Effects of glycanase treatment of domestic cat and dog TfRs and cells on CPV and FPV infectivity. (A) Cleavage site (arrow) of endoglycosidase H (endo H), located between the chitobiose core of GlcNAc₂ residues in high-mannose and hybrid N-glycans. The glycan identified by mass spectrometry at position 384 in the domestic dog TfR is shown as an example. (B) Coomassie blue-stained SDS-PAGE gel with the purified recombinant domestic dog TfR ectodomain treated with endo H, showing an increase in electrophoretic mobility indicative of glycan cleavage. Lane 1, dog TfR without endo H treatment; lane 2, dog TfR treated with endo H; lane 3, endo H without TfR. (C) Treatment of domestic cat (NLFK) cells with endo H does not result in an increase in infection with either CPV or FPV over control (non-endo H treated) levels, suggesting that the cat TfR high-mannose and hybrid N-glycans do not influence parvovirus infection. (D) Treatment of domestic dog (A72) cells with endo H results in an increase in infection with both CPV and FPV. (Left) Although A72 cells incubated with the prototype dog-specific CPV strain (300-Gly) became infected (control), endo H treatment led to a substantial increase in the number of infected cells detected by immunofluorescence, suggesting that the unique glycan found at TfR position 384 may reduce CPV infection. (Right) A72 cells are refractory to infection with FPV (control). However, endo H treatment allows the host range barrier of dog cells to FPV to be overcome, most likely through cleavage of the TfR position 384 glycan.

FIG 10

Virus capsid-host receptor interactions and the pandemic emergence of CPV. (A) VP2 position 300 is highly variable among parvovirus isolates recovered from different carnivore species, suggesting that it is a key site in dictating cross-species transfers by binding to the host TfR. Parvovirus infections in a new host resulting in a change at VP2 position 300 may also result in additional compensatory mutations of surface-exposed capsid residues (such as those at VP2 position 299 or 301) that increase infectivity.

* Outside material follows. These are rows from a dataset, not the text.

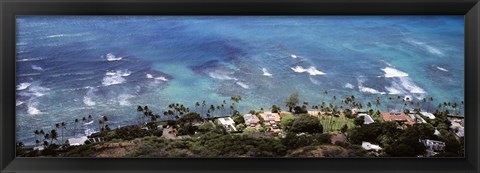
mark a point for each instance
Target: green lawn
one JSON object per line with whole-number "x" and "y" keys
{"x": 333, "y": 124}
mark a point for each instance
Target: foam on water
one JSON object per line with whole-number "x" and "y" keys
{"x": 23, "y": 86}
{"x": 440, "y": 68}
{"x": 37, "y": 68}
{"x": 310, "y": 70}
{"x": 243, "y": 85}
{"x": 18, "y": 103}
{"x": 111, "y": 57}
{"x": 115, "y": 78}
{"x": 221, "y": 76}
{"x": 349, "y": 86}
{"x": 391, "y": 72}
{"x": 266, "y": 73}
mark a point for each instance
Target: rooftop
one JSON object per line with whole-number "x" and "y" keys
{"x": 397, "y": 116}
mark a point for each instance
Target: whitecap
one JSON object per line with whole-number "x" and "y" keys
{"x": 314, "y": 81}
{"x": 114, "y": 78}
{"x": 161, "y": 78}
{"x": 37, "y": 68}
{"x": 221, "y": 76}
{"x": 23, "y": 85}
{"x": 18, "y": 103}
{"x": 149, "y": 76}
{"x": 311, "y": 70}
{"x": 243, "y": 85}
{"x": 391, "y": 72}
{"x": 123, "y": 99}
{"x": 440, "y": 68}
{"x": 88, "y": 123}
{"x": 349, "y": 86}
{"x": 365, "y": 89}
{"x": 111, "y": 57}
{"x": 266, "y": 73}
{"x": 31, "y": 59}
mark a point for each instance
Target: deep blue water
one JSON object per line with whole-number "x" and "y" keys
{"x": 70, "y": 67}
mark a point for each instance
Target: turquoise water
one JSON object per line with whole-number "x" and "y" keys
{"x": 71, "y": 67}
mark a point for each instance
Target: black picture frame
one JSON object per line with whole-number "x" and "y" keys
{"x": 11, "y": 8}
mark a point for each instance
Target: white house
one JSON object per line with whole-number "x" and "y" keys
{"x": 374, "y": 149}
{"x": 228, "y": 123}
{"x": 428, "y": 114}
{"x": 433, "y": 145}
{"x": 369, "y": 146}
{"x": 77, "y": 141}
{"x": 368, "y": 118}
{"x": 250, "y": 119}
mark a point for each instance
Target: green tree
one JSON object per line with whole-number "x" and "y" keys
{"x": 292, "y": 101}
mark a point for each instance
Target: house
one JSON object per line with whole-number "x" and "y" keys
{"x": 270, "y": 117}
{"x": 399, "y": 117}
{"x": 433, "y": 147}
{"x": 428, "y": 114}
{"x": 77, "y": 141}
{"x": 338, "y": 138}
{"x": 271, "y": 120}
{"x": 368, "y": 118}
{"x": 228, "y": 123}
{"x": 251, "y": 120}
{"x": 457, "y": 126}
{"x": 372, "y": 148}
{"x": 417, "y": 118}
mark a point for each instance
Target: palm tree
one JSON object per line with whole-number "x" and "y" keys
{"x": 36, "y": 132}
{"x": 203, "y": 105}
{"x": 377, "y": 102}
{"x": 53, "y": 136}
{"x": 197, "y": 104}
{"x": 324, "y": 95}
{"x": 63, "y": 125}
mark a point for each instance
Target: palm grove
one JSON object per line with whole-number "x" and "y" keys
{"x": 303, "y": 134}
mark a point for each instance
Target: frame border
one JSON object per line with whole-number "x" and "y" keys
{"x": 11, "y": 8}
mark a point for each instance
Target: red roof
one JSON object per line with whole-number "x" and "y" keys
{"x": 397, "y": 116}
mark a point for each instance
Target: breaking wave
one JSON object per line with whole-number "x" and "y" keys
{"x": 311, "y": 70}
{"x": 391, "y": 72}
{"x": 266, "y": 73}
{"x": 114, "y": 78}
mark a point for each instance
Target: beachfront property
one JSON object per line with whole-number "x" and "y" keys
{"x": 272, "y": 120}
{"x": 399, "y": 117}
{"x": 372, "y": 148}
{"x": 433, "y": 147}
{"x": 428, "y": 114}
{"x": 77, "y": 141}
{"x": 251, "y": 120}
{"x": 368, "y": 119}
{"x": 417, "y": 118}
{"x": 228, "y": 123}
{"x": 457, "y": 126}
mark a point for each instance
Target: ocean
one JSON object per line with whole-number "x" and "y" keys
{"x": 69, "y": 67}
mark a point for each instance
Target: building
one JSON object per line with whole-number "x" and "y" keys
{"x": 271, "y": 121}
{"x": 372, "y": 148}
{"x": 228, "y": 123}
{"x": 417, "y": 118}
{"x": 270, "y": 117}
{"x": 77, "y": 141}
{"x": 433, "y": 147}
{"x": 368, "y": 118}
{"x": 251, "y": 120}
{"x": 399, "y": 117}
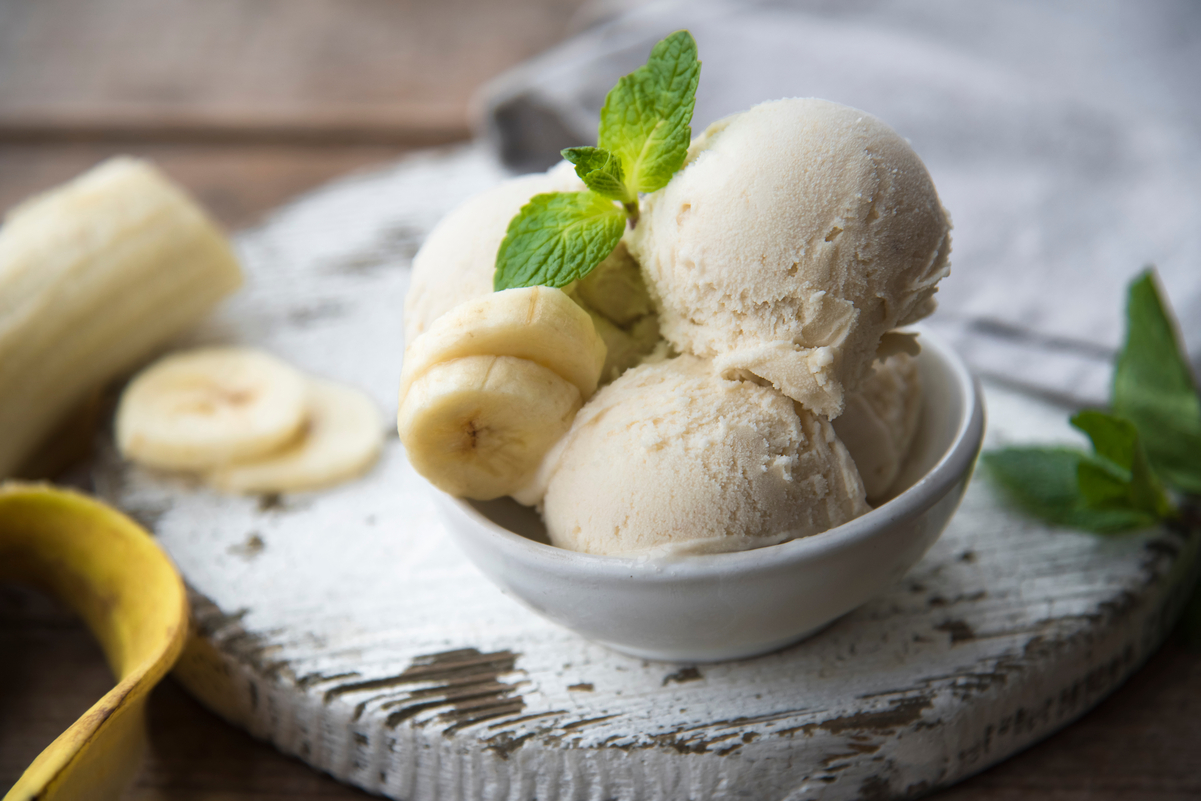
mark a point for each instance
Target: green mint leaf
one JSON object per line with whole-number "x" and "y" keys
{"x": 1045, "y": 483}
{"x": 557, "y": 238}
{"x": 1122, "y": 474}
{"x": 1113, "y": 437}
{"x": 645, "y": 119}
{"x": 1100, "y": 488}
{"x": 601, "y": 172}
{"x": 1153, "y": 387}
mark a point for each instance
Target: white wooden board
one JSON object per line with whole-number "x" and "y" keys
{"x": 346, "y": 628}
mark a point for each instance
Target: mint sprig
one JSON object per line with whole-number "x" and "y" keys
{"x": 557, "y": 238}
{"x": 601, "y": 172}
{"x": 1151, "y": 438}
{"x": 644, "y": 135}
{"x": 645, "y": 119}
{"x": 1153, "y": 388}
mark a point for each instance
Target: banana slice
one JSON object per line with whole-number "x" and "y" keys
{"x": 340, "y": 441}
{"x": 209, "y": 407}
{"x": 536, "y": 323}
{"x": 478, "y": 426}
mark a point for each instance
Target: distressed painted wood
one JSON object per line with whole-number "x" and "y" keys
{"x": 347, "y": 629}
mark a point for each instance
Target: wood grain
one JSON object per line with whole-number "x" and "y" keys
{"x": 329, "y": 69}
{"x": 356, "y": 637}
{"x": 1140, "y": 745}
{"x": 249, "y": 102}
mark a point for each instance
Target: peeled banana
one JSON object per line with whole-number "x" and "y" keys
{"x": 95, "y": 276}
{"x": 493, "y": 384}
{"x": 112, "y": 573}
{"x": 209, "y": 407}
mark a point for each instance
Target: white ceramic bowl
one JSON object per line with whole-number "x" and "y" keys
{"x": 732, "y": 605}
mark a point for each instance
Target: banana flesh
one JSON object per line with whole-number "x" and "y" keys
{"x": 541, "y": 324}
{"x": 478, "y": 426}
{"x": 209, "y": 407}
{"x": 493, "y": 384}
{"x": 246, "y": 422}
{"x": 341, "y": 438}
{"x": 112, "y": 573}
{"x": 94, "y": 278}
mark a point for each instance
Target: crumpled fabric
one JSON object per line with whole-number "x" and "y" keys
{"x": 1063, "y": 137}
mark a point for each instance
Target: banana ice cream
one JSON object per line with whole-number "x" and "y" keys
{"x": 456, "y": 262}
{"x": 798, "y": 235}
{"x": 880, "y": 420}
{"x": 673, "y": 455}
{"x": 777, "y": 265}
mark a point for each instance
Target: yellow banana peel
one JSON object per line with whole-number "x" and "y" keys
{"x": 109, "y": 571}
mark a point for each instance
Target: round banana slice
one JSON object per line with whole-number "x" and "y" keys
{"x": 478, "y": 426}
{"x": 208, "y": 407}
{"x": 537, "y": 323}
{"x": 340, "y": 441}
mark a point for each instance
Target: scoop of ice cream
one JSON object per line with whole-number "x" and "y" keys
{"x": 880, "y": 420}
{"x": 798, "y": 234}
{"x": 458, "y": 259}
{"x": 674, "y": 455}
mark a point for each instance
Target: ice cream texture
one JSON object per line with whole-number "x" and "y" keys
{"x": 756, "y": 300}
{"x": 880, "y": 420}
{"x": 674, "y": 456}
{"x": 796, "y": 237}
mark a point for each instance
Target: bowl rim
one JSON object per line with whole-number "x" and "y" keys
{"x": 909, "y": 504}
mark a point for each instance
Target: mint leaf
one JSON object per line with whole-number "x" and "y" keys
{"x": 1153, "y": 387}
{"x": 1100, "y": 486}
{"x": 1113, "y": 437}
{"x": 1122, "y": 476}
{"x": 645, "y": 119}
{"x": 557, "y": 238}
{"x": 601, "y": 172}
{"x": 1045, "y": 483}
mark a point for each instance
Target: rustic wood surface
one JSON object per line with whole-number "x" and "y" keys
{"x": 214, "y": 131}
{"x": 345, "y": 627}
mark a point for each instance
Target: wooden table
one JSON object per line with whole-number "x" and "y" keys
{"x": 251, "y": 102}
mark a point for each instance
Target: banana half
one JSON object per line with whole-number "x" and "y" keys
{"x": 493, "y": 384}
{"x": 111, "y": 572}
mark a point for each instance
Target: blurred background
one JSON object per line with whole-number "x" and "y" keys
{"x": 251, "y": 102}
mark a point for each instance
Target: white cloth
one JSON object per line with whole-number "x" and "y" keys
{"x": 1063, "y": 137}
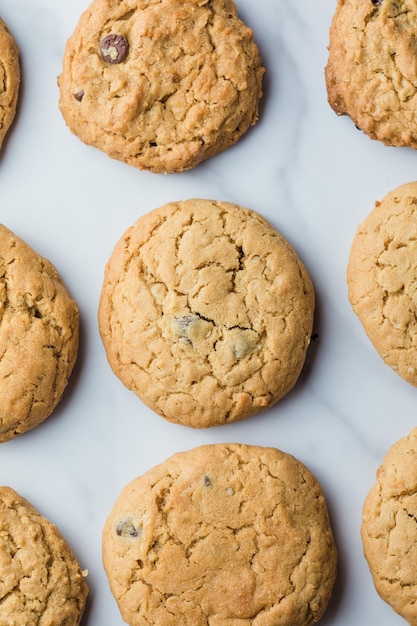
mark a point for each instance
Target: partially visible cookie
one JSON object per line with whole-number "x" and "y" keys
{"x": 381, "y": 279}
{"x": 40, "y": 579}
{"x": 161, "y": 85}
{"x": 9, "y": 79}
{"x": 371, "y": 73}
{"x": 389, "y": 529}
{"x": 221, "y": 534}
{"x": 38, "y": 336}
{"x": 206, "y": 312}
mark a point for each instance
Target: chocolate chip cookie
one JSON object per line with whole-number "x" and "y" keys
{"x": 38, "y": 336}
{"x": 381, "y": 279}
{"x": 161, "y": 85}
{"x": 41, "y": 580}
{"x": 9, "y": 79}
{"x": 221, "y": 534}
{"x": 389, "y": 529}
{"x": 371, "y": 73}
{"x": 206, "y": 312}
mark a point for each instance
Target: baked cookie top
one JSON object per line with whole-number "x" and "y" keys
{"x": 224, "y": 533}
{"x": 206, "y": 312}
{"x": 9, "y": 79}
{"x": 41, "y": 580}
{"x": 161, "y": 84}
{"x": 389, "y": 530}
{"x": 381, "y": 279}
{"x": 38, "y": 336}
{"x": 372, "y": 68}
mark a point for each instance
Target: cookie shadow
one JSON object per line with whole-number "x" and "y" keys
{"x": 338, "y": 592}
{"x": 76, "y": 373}
{"x": 88, "y": 605}
{"x": 20, "y": 99}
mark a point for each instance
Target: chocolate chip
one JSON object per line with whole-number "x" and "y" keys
{"x": 125, "y": 528}
{"x": 114, "y": 48}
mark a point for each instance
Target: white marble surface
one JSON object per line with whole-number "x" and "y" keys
{"x": 315, "y": 177}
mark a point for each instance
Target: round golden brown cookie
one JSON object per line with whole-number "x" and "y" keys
{"x": 161, "y": 85}
{"x": 371, "y": 73}
{"x": 389, "y": 529}
{"x": 38, "y": 336}
{"x": 221, "y": 534}
{"x": 9, "y": 79}
{"x": 382, "y": 279}
{"x": 41, "y": 580}
{"x": 206, "y": 312}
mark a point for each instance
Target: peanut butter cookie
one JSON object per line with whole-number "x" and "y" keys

For example, mutation of prototype CPV-2a 300-Gly to a 300-Ser mutant, followed by its passage in domestic cat cells, selects for a 301-Ala residue identical to the 301-Ala residue seen in 300-Ser CPV-2a isolates recovered in nature from masked civets (27), another feliform species. (B) Glycan mapping of the domestic dog and cat TfRs demonstrated that the domestic dog TfR contains an N-linked glycan at position 384 that is not found in the cat receptor, and this glycan is a key determinant in blocking FPV infection in dogs and other species with identical TfRs (coyote and gray wolf). As shown here, endo H treatment of dog cells allows for FPV infection, reiterating the role that the glycan plays in dictating the host range of FPV. Note that endo H does not cleave complex glycans, such as the one shown at position 261. (C) The pandemic emergence of CPV-2a was facilitated by the ability of the virus to overcome the host range barrier induced by the position 384 glycan on the dog TfR by mutations in its capsid, including VP2 position 300. The role of the TfR position 384 glycan in determining host susceptibility was further demonstrated because its removal allowed for an increase in CPV infection in dog cells. For purposes of clarity, note that the viruses and receptors/glycans are not shown to scale.